Greenvale midsize band classification KNN model

This project is the work undertaken by Catalyst AI for Greenvale involving the classification of potatoes into midsize bands. This was achieved by using only the weight of the sample to be classified and using a KNN classifier fed historical data to decide the most likely band the sample should fall in.

Getting Started

Prerequisities

In order to run this container you'll need docker installed.

Usage

Simply build the container

docker build -t greenvale-knn .

And run it whilst opening port 8000

docker run -p 8000:8000 greenvale-knn

API

There are currently two api endpoints offering a simple response with additional statistics and another that includes mu, CoV, and k in the response.

Simple Classify

Takes an array of tuber samples and returns their classified midsize bands.

  • URL
    /classify
  • Method
    POST
  • Data Params
    Currently the classifier uses the first sample as reference to the variety being classified. This creates the requirement that for any single request, all the samples must be of the same variety.
[
  {
    "variety": "MarisPiper",
    "tuber_id": "00001",
    "sample_id": "510c1fb0",
    "tuber_weight": 113.1
  },
  {
    "variety": "MarisPiper",
    "tuber_id": "00002",
    "sample_id": "510c1fb0",
    "tuber_weight": 103.3
  }
]
  • Response
    • Code: 200
      Content
[
  {
      "sample_id": "510c1fb0",
      "tuber_details": [
          {
              "variety": "MarisPiper",
              "tuber_weight": 20.1,
              "size_band": 27.5,
              "tuber_id": "00154"
          }
      ]
  }
]

Expanded Classify

Takes an array of tuber samples and returns their classified midsize bands, along with calculated mu, CoV, and k for the input sample collection.

  • URL
    /expanded-classify
  • Method
    POST
  • Data Params
    Currently the classifier uses the first sample as reference to the variety being classified.

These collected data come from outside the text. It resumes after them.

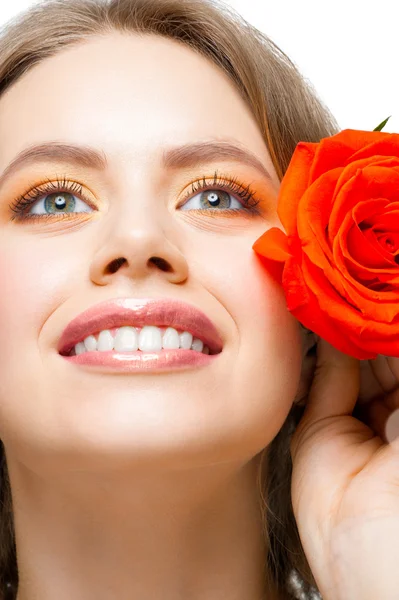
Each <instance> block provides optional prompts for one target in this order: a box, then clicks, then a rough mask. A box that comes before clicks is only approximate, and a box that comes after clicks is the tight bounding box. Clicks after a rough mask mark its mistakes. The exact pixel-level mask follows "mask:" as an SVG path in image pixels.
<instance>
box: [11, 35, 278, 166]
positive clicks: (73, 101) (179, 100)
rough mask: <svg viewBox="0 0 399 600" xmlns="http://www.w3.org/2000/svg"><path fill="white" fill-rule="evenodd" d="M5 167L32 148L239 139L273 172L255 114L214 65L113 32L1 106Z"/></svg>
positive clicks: (56, 58)
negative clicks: (47, 144) (87, 145)
mask: <svg viewBox="0 0 399 600" xmlns="http://www.w3.org/2000/svg"><path fill="white" fill-rule="evenodd" d="M0 107H1V110H0V138H1V139H2V140H3V142H4V143H3V144H1V145H0V169H3V168H4V167H5V165H6V164H7V163H8V162H9V161H10V160H11V159H12V158H13V157H14V156H15V155H16V154H17V153H19V152H20V151H21V150H23V149H24V148H26V147H27V146H28V145H31V144H37V143H40V142H46V141H49V140H62V141H65V142H71V143H77V144H79V143H80V144H88V143H90V145H94V146H98V147H99V148H103V149H104V150H105V151H106V152H107V151H108V150H109V152H110V153H111V154H112V151H113V150H114V149H115V151H116V152H117V151H118V150H122V151H125V152H127V153H131V154H132V155H134V156H135V157H136V158H137V159H138V160H139V159H140V157H141V156H145V153H146V150H147V149H148V151H151V150H152V149H154V148H156V147H160V146H162V145H173V144H174V143H176V144H178V143H187V142H192V141H198V140H201V139H204V138H210V137H213V138H220V139H231V140H233V139H234V140H237V141H238V142H239V143H241V144H243V145H244V146H246V147H247V148H250V149H251V150H252V151H253V152H254V153H255V154H257V156H258V157H259V158H260V159H261V160H262V161H263V162H264V163H265V164H266V166H268V167H269V168H270V169H271V170H273V169H272V165H271V160H270V157H269V154H268V152H267V149H266V145H265V143H264V141H263V138H262V136H261V133H260V131H259V128H258V126H257V124H256V122H255V120H254V118H253V115H252V114H251V111H250V109H249V108H248V106H247V105H246V103H245V102H244V100H243V99H242V98H241V96H240V94H239V92H238V91H237V90H236V88H235V87H234V84H233V83H232V82H231V81H230V79H229V78H228V77H227V75H225V74H224V73H223V72H222V71H221V70H220V69H219V68H218V67H217V66H216V65H214V64H213V63H212V62H210V61H209V60H207V59H205V58H204V57H202V56H200V55H199V54H198V53H196V52H194V51H193V50H191V49H190V48H188V47H187V46H185V45H184V44H182V43H180V42H177V41H173V40H170V39H166V38H163V37H160V36H155V35H149V34H145V35H137V34H124V35H122V34H119V33H113V34H107V35H106V36H102V37H96V38H92V39H90V40H89V41H85V42H84V43H83V44H80V45H78V46H74V47H69V48H66V49H64V50H62V51H60V52H59V53H58V54H56V55H55V56H53V57H51V58H47V59H45V60H43V61H42V62H41V63H39V64H38V65H36V66H35V67H33V68H32V69H31V70H30V71H29V72H28V73H26V74H25V75H23V76H22V77H21V78H20V79H19V80H18V81H16V82H15V84H13V86H12V87H11V88H10V89H9V90H7V92H6V93H5V94H4V95H3V96H2V97H1V98H0Z"/></svg>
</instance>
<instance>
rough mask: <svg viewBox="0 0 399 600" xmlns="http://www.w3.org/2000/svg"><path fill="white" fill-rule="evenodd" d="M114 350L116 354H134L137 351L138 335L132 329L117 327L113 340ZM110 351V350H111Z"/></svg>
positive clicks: (136, 332)
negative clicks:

This creates the requirement that for any single request, all the samples must be of the same variety.
[
  {
    "variety": "MarisPiper",
    "tuber_id": "00001",
    "sample_id": "510c1fb0",
    "tuber_weight": 113.1
  },
  {
    "variety": "MarisPiper",
    "tuber_id": "00002",
    "sample_id": "510c1fb0",
    "tuber_weight": 103.3
  }
]
  • Response
    • Code: 200
      Content
[
  {
    "sample_id": "510c1fb0",
    "tuber_details": [
      {
        "variety": "MarisPiper",
        "tuber_weight": 20.1,
        "size_band": 27.5,
        "tuber_id": "00154"
      }
    ]
  }
]

Updating the training data

The training data is stored per variety in .csv files within the training_data folder. If more data is avaiable it can be added to the end of the csv in any order as long as the format is maintained.

When adding new varieties, the variety name and k-value for the knn classifier should be added to the constants.py file. Also, the data relevant to the variety should be added to a new file named {variety_name}_TuberData.csv with the data it contains in the same format as the pre-existing files.